A change in price causes a change in quantity demanded (movement along the curve), while a change in a determinant of demand will cause a change in demand (shift in the curve).
Increased income increases demand for normal goods and decreases demand for inferior goods
Supply
Producers’ willingness and ability to sell a good/service
Is not an amount but a behavior
Willingness
Means that producers want to make the item
Ability
Means the producers have the resources available to make the item
Law of Supply
The price of an item determines the quantity supplied
The price of a good/service is directly/positively related to the quantity supplied
Law of Supply
The lower the price the lower the quantity supplied
The higher the price the higher the quantity supplied
Change in Quantity Supplied
When the PRICE changes from P1 to P2, the quantity supplied changes from Q1 to Q2, and the point moves ALONG the supply curve.
Change in Supply
When something other than price changes, the SUPPLY of the good will change at every price, causing the entire curve to shift.
Willingness and ability to produce the good increases or decreases regardless of the price.
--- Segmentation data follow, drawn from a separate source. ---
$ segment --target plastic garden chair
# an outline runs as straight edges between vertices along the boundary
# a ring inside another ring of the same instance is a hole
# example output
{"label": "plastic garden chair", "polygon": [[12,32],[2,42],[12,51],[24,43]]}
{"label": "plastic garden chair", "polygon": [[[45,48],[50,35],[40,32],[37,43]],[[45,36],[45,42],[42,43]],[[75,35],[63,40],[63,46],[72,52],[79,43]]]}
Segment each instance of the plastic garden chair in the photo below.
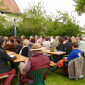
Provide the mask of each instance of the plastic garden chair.
{"label": "plastic garden chair", "polygon": [[39,70],[36,70],[36,71],[33,71],[32,73],[30,73],[27,76],[27,78],[29,78],[30,76],[34,76],[32,85],[45,85],[45,82],[44,82],[44,73],[45,72],[46,72],[46,68],[39,69]]}

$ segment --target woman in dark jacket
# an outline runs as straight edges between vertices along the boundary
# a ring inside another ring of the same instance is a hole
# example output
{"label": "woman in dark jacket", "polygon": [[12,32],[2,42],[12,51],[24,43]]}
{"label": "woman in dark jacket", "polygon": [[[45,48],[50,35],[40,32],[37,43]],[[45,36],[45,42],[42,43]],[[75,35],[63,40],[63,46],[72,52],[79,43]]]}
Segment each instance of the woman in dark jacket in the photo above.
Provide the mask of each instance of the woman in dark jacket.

Determinants of Supply: Factors other than the product’s price that cause changes to its supply
Input costs
Expected prices
Profitability of complementary goods in supply
Profitability of substitute goods in supply
Technology
Number of sellers
Input Costs
Prices of raw materials or other factors of productions
Changes in productivity (efficiency gains/losses)
Input Costs Examples
When the price of fertilizer increases, the supply of corn decreases
If the weather is favorable to growing potatoes, the supply of French fries increases
Expected Prices
If producers expect prices to rise in the future, then they supply less now, so that they can sell their good/service at the future higher price
If producers expect prices to fall in the future then they supply more now while prices are still
Profitability of Complementary Goods in Supply
If the price of beef increases, then the supply of leather increases
If the price of 2 x 4’s decreases the supply of sawdust will decrease
Think by-products
Profitability of Substitute Goods in Supply
The producer will supply more of the good or service that makes them the most money.
Remember, it's all about profit!
Technology
Technology is economically defined as anything that makes us more efficient in production.
Technology Examples
When the robots used to make cars are more efficient, the supply of cars increases.
Number of Sellers
More producers = more supply
Less producers = less supply
Number of Sellers Example
As the number of farmers growing tomatoes increases, so does the supply of tomatoes
As the number of restaurants in an area decreases, so does the supply of restaurant meals
Things to Remember
According to the law of supply, there is a positive relationship between price and quantity supplied.
Therefore, higher prices for a good or service will result in higher quantity supplied.
A change in price causes a change in quantity supplied (movement along the curve), while a change in a determinant of supply will cause a change in supply (shift in the curve).